The money was awarded by the inaugural group of John P. Murtha Foundation Public Service Fellows – Callie Burgan, MacKenzie Caron, Mattie Updyke and Emma Swihura, all University of Pittsburgh at Johnstown students – who set up the request-for-proposal for the $10,000.
Sandyvale Memorial Gardens and Conservancy ($7,600), Flood City Youth Fitness Academy ($1,200) and Cambria County Library System ($1,200) were selected from among two dozen applicants.
“(We were) looking for a project that really – at its core – kind of exemplified everything that we were looking for, not only us as four individuals who all came into this with different perspectives, but also something that signified what the Murtha Foundation was looking for in their own criteria that was set forth,” Caron said during a ceremony at UPJ’s John P. Murtha Center for Public Service and National Competitiveness.

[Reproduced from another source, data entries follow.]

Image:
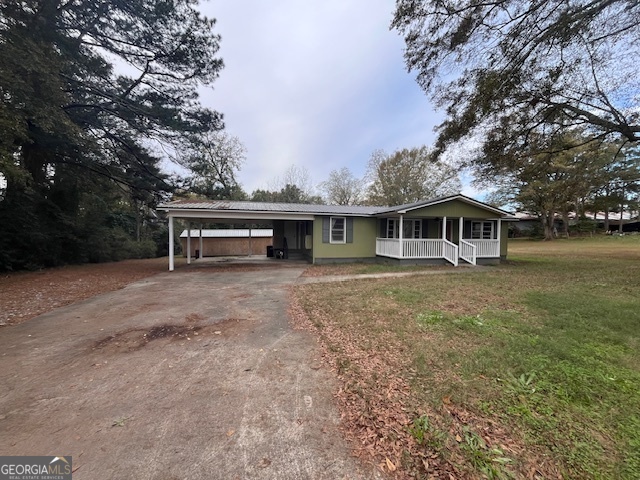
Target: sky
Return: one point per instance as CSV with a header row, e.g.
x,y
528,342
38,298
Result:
x,y
315,84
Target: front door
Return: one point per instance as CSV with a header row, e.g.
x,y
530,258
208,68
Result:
x,y
449,230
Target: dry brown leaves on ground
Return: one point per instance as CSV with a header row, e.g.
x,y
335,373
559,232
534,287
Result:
x,y
24,295
374,403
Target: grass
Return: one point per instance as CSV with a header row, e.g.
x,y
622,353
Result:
x,y
530,368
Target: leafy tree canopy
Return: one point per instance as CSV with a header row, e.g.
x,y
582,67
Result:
x,y
92,95
343,188
505,69
407,176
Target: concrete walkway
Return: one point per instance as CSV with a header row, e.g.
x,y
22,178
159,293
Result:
x,y
343,278
194,374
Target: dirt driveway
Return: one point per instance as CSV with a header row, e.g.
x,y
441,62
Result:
x,y
194,374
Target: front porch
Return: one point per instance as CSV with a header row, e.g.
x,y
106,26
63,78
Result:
x,y
469,250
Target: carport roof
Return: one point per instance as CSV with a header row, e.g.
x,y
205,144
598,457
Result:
x,y
229,207
232,206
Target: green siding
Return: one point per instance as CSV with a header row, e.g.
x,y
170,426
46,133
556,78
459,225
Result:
x,y
363,246
454,208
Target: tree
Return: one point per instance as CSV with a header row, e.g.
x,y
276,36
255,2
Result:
x,y
619,190
506,69
343,188
74,129
294,186
407,176
554,176
214,161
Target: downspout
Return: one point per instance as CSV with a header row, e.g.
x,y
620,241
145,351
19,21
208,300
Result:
x,y
171,253
188,243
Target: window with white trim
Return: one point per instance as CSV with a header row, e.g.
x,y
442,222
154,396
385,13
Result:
x,y
392,228
338,232
482,230
412,229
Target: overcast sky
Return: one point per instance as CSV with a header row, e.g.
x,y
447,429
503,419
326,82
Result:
x,y
319,84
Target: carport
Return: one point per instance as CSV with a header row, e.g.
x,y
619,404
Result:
x,y
292,229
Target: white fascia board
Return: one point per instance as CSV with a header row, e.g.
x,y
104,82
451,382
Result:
x,y
458,197
237,215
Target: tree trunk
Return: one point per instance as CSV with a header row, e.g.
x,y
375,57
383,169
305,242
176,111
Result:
x,y
565,222
547,223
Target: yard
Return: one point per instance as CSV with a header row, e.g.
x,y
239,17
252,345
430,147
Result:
x,y
526,370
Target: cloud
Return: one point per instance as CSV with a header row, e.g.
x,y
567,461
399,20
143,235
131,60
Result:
x,y
315,84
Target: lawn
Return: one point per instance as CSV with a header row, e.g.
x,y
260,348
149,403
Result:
x,y
525,370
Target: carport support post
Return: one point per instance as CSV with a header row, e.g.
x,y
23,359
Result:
x,y
170,243
188,243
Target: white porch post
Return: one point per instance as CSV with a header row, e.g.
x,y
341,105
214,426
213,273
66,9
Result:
x,y
400,233
170,243
189,243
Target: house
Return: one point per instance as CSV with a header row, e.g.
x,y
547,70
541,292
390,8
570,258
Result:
x,y
450,229
226,241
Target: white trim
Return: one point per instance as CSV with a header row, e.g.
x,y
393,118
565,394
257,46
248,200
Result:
x,y
344,230
482,224
463,198
243,215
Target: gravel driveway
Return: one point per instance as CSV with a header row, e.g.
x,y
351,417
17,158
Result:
x,y
194,374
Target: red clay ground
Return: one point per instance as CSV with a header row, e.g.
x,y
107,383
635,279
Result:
x,y
25,295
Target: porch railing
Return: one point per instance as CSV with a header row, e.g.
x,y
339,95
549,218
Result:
x,y
468,252
388,247
431,248
422,248
486,248
450,252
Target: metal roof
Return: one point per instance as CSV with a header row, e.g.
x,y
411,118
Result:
x,y
270,207
229,233
303,208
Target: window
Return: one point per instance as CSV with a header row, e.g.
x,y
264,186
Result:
x,y
392,228
338,231
482,230
410,228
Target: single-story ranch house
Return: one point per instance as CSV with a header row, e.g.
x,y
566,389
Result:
x,y
441,230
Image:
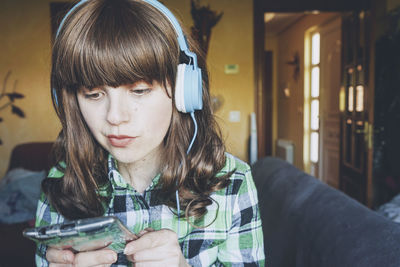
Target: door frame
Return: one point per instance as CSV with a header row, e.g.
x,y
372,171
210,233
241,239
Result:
x,y
262,6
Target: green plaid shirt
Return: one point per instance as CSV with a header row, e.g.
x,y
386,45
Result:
x,y
235,237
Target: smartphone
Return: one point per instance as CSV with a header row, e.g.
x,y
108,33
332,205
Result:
x,y
84,234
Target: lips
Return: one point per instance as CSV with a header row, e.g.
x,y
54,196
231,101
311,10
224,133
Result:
x,y
120,140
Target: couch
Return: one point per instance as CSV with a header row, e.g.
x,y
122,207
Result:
x,y
307,223
15,250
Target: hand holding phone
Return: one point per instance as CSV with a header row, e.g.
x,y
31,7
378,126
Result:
x,y
84,234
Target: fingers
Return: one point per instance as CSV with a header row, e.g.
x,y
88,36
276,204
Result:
x,y
58,258
95,258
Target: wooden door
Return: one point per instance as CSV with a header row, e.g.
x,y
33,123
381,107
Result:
x,y
354,113
329,107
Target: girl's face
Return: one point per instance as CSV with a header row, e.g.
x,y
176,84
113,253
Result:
x,y
129,121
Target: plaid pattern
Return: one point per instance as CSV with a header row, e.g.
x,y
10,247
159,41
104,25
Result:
x,y
233,236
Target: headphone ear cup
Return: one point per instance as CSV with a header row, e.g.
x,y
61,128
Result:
x,y
188,89
179,88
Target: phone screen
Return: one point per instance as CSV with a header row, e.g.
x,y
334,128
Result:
x,y
84,234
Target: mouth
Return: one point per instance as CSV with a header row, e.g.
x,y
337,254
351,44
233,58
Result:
x,y
120,140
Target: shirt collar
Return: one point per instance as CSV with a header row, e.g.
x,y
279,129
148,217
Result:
x,y
118,182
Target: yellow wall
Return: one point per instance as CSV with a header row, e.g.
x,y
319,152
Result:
x,y
291,109
271,44
25,45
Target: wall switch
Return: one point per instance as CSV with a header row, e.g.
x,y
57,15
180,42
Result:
x,y
231,69
234,116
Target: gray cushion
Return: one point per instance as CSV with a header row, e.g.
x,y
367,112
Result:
x,y
307,223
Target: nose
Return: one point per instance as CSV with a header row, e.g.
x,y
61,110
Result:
x,y
118,110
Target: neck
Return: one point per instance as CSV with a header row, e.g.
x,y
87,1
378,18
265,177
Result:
x,y
139,174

The fellows worked in conjunction with the foundation, college, Vision Together 2025, Community Foundation for the Alleghenies, Johnstown Area Regional Industries and Cambria Regional Chamber. Along with awarding the grant funding, Burgan, Caron, Updyke and Swihura met with community leaders and learned about the work of several nonprofits.
Pitt-Johnstown President Jem Spectar said the fellows “typify and exemplify the vision of Congressman Murtha when he said ‘one person can make a difference.’ ”
The money was awarded to:
• Sandyvale Memorial Gardens and Conservancy for continued promotion of greenspace development, good nutrition and childhood development.
“The goal is to create positive long-term healthy lifestyle changes with the objective to decrease unhealthy behaviors and – at the same time – educate children and their families on three separate components: nutrition, physical activities and positive behaviors,” Diana Kabo, Sandyvale’s secretary, said.
• Flood City Youth Fitness Academy for its programming that includes tutoring, exercise, food and play for children within the Greater Johnstown School District.
“You can’t get any more grassroots than what we are,” Deacon Jeffrey Wilson, the academy’s program director, said.
Wilson added: “Everything that we do we do it because God gives us the ability to do it.”
• Cambria County Library System for startup costs for young adult programming.
“Of course, we are about books,” Joyce Homan, a CCLS reference librarian, said.
“We will always be about books. But we are about so much more than that. We are about providing safe spaces for our teens, our young adults. We’re about reaching out to our 20- and 30-somethings. We recognize how vital and important it is to support those folks and keep them in the community.”